Precisamente la debilidad de su picheo es la principal grieta que tiene el equipo cubano para rebasar la primera fase, pues tendrá que utilizar entre cuatro y cinco tiradores en cada desafío para no agotar a los abridores, Entre los 16 lanzadores del staff faltan figuras de nivel para poder frenar el bateo de los adversarios.
Con las limitaciones apuntadas y el escaso período de acople entre sus integrantes, sería realmente una proeza que Cuba pasara a la fase de cuartos de final en Houston, en la que parecen clavados México y Estados Unidos, favorito de precompetencia por el soberano trabuco que han logrado aglutinar para esta edición. Los rivales más poderosos parecen ser Canadá, repleto de figuras de Grandes Ligas aun cuando no estará con ellos el espectacular Freddie Freeman, y Puerto Rico por su condición de anfitrión, aunque no se puede descartar a Colombia,. cuyo béisbol vive momentos de consistente escalada.
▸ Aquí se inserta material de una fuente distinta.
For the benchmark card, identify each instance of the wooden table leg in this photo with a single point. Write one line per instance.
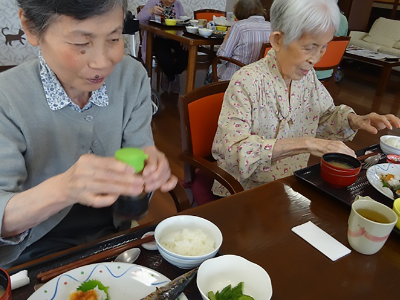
(149, 52)
(191, 69)
(383, 81)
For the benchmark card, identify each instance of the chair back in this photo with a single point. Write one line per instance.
(334, 53)
(264, 50)
(201, 108)
(208, 14)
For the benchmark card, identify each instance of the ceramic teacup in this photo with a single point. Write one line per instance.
(370, 224)
(5, 285)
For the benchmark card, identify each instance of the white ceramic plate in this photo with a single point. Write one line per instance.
(125, 281)
(374, 177)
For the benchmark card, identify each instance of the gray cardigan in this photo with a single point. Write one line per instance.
(37, 143)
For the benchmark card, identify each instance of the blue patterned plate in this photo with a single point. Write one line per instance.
(125, 281)
(374, 177)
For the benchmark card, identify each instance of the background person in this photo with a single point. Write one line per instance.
(62, 117)
(244, 39)
(276, 112)
(171, 64)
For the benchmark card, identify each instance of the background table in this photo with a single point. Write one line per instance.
(176, 33)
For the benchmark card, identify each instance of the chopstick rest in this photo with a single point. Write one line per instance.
(320, 240)
(19, 279)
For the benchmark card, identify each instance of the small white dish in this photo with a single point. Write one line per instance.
(386, 148)
(374, 177)
(216, 273)
(205, 32)
(117, 276)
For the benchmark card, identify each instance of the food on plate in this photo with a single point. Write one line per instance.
(189, 242)
(174, 288)
(394, 142)
(392, 182)
(229, 293)
(90, 290)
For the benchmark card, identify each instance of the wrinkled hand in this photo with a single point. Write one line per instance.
(98, 181)
(373, 122)
(157, 173)
(156, 10)
(320, 147)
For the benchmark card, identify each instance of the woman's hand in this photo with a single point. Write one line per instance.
(98, 181)
(156, 10)
(157, 173)
(373, 122)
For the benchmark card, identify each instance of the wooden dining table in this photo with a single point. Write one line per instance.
(256, 225)
(176, 33)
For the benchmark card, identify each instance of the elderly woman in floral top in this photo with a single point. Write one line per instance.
(276, 112)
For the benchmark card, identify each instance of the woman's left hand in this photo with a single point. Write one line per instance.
(157, 173)
(373, 122)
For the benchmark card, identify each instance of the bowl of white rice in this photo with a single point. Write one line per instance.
(186, 241)
(390, 144)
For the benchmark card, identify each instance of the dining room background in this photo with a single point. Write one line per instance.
(14, 48)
Cuba se ubica actualmente en el puesto 10 del ranking internacional y todos los indicadores recientes reafirman que ese es el estado real de su béisbol, estacando con respecto al avance técnico y la difusión que la disciplina ha tenido en el ámbito global durante las últimas décadas.
Los dos partidos de preparación en Arizona servirán de buen termómetro para medir el nivel competitivo de los cubanos. Ojalá el equipo saque fuerzas y gallardía para imponerse en Puerto Rico y pasar como segundo de grupo. Sería una gratísima sorpresa.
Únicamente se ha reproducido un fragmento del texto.